Among obese people, fatty liver is a common condition and those who consume a lot of alcohol. Yet studies suggest that impaired synthesis of fat-transporting proteins, known as lipoproteins, may lead to the condition.
A typical sign of a deficiency in protein is a sense of weakness and excessive fatigue. As reported, feeling lethargic and exhausted all the time can result from low protein reserves in the body.
There are many medical reasons for exhaustion. When you feel tired every day, making an appointment with your doctor is important.
In fact, decreasing interest in sex may suggest a deeper nutritional problem. Protein deficiency can lead to a loss of sexual interest and libido. A lack of protein can also cause changes in the menstrual cycle and even temporary fertility loss in women. It is important for women to get enough protein.
Protein deficiency can also impair the immune system. Impaired immune function can increase infection risk or severity, a common symptom of serious protein deficiency.
For example, one research in mice found that a more serious influenza infection followed a diet comprising only 2 percent protein, compared to an 18 percent protein diet.
A low intake of protein can impair immune function. A small study in older women found that their immune response was reduced after a low-protein diet for nine weeks.
In Central Africa and South Asia, where up to 30% of children get too little protein from their diet, the problem is severe.
Many populations are also at risk in developed countries. It includes people with an imbalanced diet and older people.
Low consumption of protein can cause long-term changes in body structure, such as muscle wasting. It occurs most often in children in developing countries with widespread malnutrition and imbalanced diets.
Deficiency in protein can affect the body function. As a result, most symptoms are associated with it.

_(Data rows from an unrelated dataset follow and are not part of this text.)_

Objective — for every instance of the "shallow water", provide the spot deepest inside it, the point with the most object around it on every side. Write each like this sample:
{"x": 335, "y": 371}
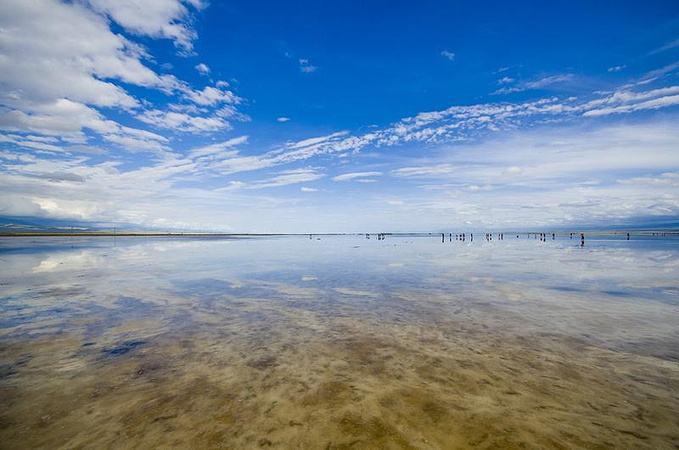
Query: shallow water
{"x": 339, "y": 342}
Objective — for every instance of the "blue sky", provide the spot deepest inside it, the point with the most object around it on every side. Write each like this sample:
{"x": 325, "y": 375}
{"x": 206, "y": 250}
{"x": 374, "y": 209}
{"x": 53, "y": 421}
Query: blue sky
{"x": 339, "y": 116}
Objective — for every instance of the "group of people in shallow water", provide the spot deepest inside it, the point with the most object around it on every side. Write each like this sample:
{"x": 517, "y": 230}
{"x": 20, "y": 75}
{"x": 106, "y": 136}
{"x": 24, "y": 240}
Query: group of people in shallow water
{"x": 500, "y": 236}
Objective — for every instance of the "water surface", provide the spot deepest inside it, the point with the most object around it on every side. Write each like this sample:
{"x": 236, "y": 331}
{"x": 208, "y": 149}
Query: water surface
{"x": 339, "y": 342}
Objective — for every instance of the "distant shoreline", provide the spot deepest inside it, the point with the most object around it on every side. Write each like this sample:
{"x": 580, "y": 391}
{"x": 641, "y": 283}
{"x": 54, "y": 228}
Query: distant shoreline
{"x": 82, "y": 234}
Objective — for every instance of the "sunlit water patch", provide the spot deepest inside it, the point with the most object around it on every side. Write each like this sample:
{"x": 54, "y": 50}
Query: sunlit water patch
{"x": 341, "y": 342}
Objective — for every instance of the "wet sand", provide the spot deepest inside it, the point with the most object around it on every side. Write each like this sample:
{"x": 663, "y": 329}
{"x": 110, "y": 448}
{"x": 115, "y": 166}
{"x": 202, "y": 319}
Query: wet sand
{"x": 340, "y": 343}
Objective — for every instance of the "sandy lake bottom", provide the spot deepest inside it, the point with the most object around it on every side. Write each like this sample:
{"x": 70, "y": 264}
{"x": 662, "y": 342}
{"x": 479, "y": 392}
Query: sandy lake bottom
{"x": 339, "y": 342}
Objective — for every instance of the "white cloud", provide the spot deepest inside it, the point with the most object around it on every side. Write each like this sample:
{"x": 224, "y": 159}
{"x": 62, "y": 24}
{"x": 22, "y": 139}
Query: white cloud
{"x": 203, "y": 69}
{"x": 285, "y": 178}
{"x": 450, "y": 56}
{"x": 155, "y": 18}
{"x": 670, "y": 45}
{"x": 306, "y": 66}
{"x": 539, "y": 83}
{"x": 356, "y": 176}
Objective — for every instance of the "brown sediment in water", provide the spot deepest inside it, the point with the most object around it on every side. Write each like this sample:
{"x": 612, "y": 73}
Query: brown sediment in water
{"x": 336, "y": 367}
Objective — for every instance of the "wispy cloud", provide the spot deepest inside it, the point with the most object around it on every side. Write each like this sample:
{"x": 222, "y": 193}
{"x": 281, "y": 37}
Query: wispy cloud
{"x": 450, "y": 56}
{"x": 356, "y": 176}
{"x": 306, "y": 66}
{"x": 670, "y": 45}
{"x": 203, "y": 69}
{"x": 539, "y": 83}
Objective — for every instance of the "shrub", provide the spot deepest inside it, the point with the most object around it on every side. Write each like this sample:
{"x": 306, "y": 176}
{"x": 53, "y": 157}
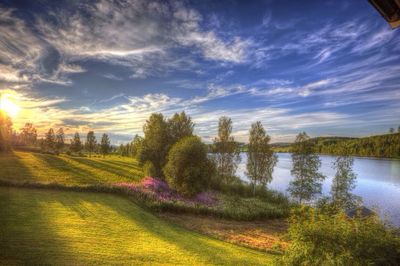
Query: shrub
{"x": 320, "y": 238}
{"x": 149, "y": 169}
{"x": 188, "y": 169}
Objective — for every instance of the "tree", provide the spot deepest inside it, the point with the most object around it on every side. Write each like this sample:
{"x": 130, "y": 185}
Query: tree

Most of the muscles, skin, hair, bones, and blood are protein. Protein deficiency, therefore, has a wide range of symptoms. Serious protein deficiency in children can cause swelling, fatty liver, skin degeneration, increase infection severity, and stunt growth.
Frequently Asked Question
Not everyone has the same need for protein. This depends on many factors, including the weight of the body, muscle mass, physical activity, and age. The most important determinant of protein requirements is body weight. As a result, they usually present instructions for each pound or a kilogram of body weight as grams. The recommended daily allowance for each pound of body weight (0.8 grams per kg) is 0.4 grams of protein. Scientists estimate that for most people, this should be enough. For a person weighing 165 pounds (75 kg), it amounts to 66 grams of protein per day. Researchers, however, does not agree on how much is enough.
High-protein foods include meats, poultry, and fish, and dairy products, tofu, grains, other vegetables and fruits, eggs, legumes, nuts, and seeds. Eating a variety of protein foods will increase the consumption of nutrients. Seafood can be nutritious. Some healthy sources of protein are lean and low-fat poultry and food. For vegetarians, there are choices such as peas, beans, nuts, grains, and refined soy products.
Men need more protein than women in their diet. Men need about 56 grams of protein, while women need about 46 grams of protein a day.
Athletes just need a little more protein than non-athletes. The higher caloric intake needed for the energy needs of athletic activity may fulfill these protein needs.